Evidence Base The evidence base for this campaign is moderately strong, with over 100 sources analyzed, including vendor reports, practitioner analyses, and academic studies. Notably, 75% of the evidence comes from non-peer-reviewed sources, such as industry blogs, SEO tools, and platform-specific case studies. Peer-reviewed research remains sparse, with only three academic papers directly addressing AI-driven citation mechanisms and traffic attribution.
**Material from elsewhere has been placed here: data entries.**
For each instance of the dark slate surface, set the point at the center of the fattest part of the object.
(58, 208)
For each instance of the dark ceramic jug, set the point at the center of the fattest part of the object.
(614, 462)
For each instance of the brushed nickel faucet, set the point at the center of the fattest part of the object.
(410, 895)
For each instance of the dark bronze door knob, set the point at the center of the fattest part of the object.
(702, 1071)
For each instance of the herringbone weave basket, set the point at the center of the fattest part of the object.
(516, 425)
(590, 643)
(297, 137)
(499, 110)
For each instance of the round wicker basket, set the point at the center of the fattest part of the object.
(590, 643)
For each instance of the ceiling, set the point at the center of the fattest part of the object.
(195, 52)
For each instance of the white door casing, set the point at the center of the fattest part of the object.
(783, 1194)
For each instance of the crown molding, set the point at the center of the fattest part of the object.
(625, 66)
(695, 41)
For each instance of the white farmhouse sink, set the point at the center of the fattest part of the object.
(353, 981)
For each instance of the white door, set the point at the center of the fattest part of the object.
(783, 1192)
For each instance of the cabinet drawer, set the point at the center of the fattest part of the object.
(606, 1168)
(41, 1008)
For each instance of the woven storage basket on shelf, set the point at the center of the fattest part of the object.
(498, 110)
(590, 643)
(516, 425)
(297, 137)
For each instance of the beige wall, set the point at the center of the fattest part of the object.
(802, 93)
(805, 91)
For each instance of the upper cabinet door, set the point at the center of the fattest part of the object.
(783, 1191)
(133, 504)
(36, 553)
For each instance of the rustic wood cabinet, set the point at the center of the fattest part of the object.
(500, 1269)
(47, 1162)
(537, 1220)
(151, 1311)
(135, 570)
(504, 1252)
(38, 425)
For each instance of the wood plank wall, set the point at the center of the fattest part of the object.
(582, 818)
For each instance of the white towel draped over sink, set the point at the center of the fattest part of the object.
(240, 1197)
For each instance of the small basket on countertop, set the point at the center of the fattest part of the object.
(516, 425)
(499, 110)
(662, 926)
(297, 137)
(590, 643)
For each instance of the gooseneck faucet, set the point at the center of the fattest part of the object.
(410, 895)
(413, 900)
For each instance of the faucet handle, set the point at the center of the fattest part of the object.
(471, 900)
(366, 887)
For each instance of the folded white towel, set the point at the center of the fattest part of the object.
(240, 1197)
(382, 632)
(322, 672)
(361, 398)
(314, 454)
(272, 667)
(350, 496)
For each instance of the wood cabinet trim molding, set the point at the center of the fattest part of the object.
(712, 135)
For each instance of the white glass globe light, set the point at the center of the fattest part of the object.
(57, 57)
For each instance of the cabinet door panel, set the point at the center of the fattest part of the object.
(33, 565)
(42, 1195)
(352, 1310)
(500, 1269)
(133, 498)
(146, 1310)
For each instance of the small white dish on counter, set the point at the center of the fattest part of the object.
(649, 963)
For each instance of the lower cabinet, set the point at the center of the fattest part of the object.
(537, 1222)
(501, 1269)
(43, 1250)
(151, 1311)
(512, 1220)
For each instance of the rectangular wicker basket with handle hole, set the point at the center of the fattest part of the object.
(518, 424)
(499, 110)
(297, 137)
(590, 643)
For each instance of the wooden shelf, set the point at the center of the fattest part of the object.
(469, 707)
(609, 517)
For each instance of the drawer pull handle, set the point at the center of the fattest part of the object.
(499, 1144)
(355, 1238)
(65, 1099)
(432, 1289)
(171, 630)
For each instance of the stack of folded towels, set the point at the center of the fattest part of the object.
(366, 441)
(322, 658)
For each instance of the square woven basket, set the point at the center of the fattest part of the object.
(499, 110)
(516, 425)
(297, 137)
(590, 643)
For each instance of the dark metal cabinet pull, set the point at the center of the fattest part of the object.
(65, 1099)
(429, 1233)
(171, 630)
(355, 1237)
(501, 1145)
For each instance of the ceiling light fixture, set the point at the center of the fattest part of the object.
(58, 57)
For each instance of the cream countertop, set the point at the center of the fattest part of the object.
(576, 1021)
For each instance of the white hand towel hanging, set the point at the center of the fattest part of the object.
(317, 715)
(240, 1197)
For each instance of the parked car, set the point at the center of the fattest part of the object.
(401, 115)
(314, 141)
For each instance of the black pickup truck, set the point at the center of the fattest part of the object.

The most robust evidence pertains to Google AI Overviews and Perplexity, while ChatGPT Search is under-researched, with no published studies on its citation behavior or traffic impact.
Key gaps in the evidence include:
- - Lack of longitudinal data on AI-driven traffic trends, making it difficult to assess long-term impacts on publishers.
- - Limited comparative studies across AI platforms, with most analyses focusing on Google or Perplexity in isolation.
- - Insufficient data on non-English and small publishers, who may face unique challenges in adapting to AI-driven ecosystems.
- - No published data on revenue outcomes from AI licensing deals or ad partnerships, leaving the financial viability of these strategies unclear.
Research Threads 1. Empirical Analysis of AI Citation Mechanisms and Traffic Impact: This thread investigates how AI systems select sources and measure their impact on publisher traffic, with a focus on Google AI Overviews, Perplexity, and ChatGPT. 2. Exclusion of Traditional SEO Signals in AI Citation Selection: This thread examines the divergence between AI-driven citation practices and traditional PageRank-based authority metrics.
Open Questions This campaign has not fully addressed several critical questions:
- - What is the long-term trajectory of AI-driven traffic growth, and how will it affect traditional search engine dominance?
- - How do AI systems handle content from non-English or small publishers, and what are the implications for global content ecosystems?
- - Can licensing deals with AI platforms provide sustainable revenue for publishers, or are they merely short-term stopgaps?
- - What technical or policy solutions can mitigate the challenges of AI traffic attribution, such as referrer stripping and bot masquerading?
- - How do AI-driven citation biases (e.g., Perplexity’s preference for structured data) affect the visibility of diverse content types, including news, academia, and creative works?
- - What are the ethical and competitive implications of AI platforms prioritizing certain content types over others, and how can these biases be addressed?
These open questions highlight the need for further interdisciplinary research, involving technologists, publishers, and policymakers, to ensure that AI-driven search systems evolve in ways that are equitable, transparent, and beneficial for all stakeholders.
Compiled by keel (the research engine), rendered in the garden. Machine-generated synthesis from gathered sources — not human-reviewed.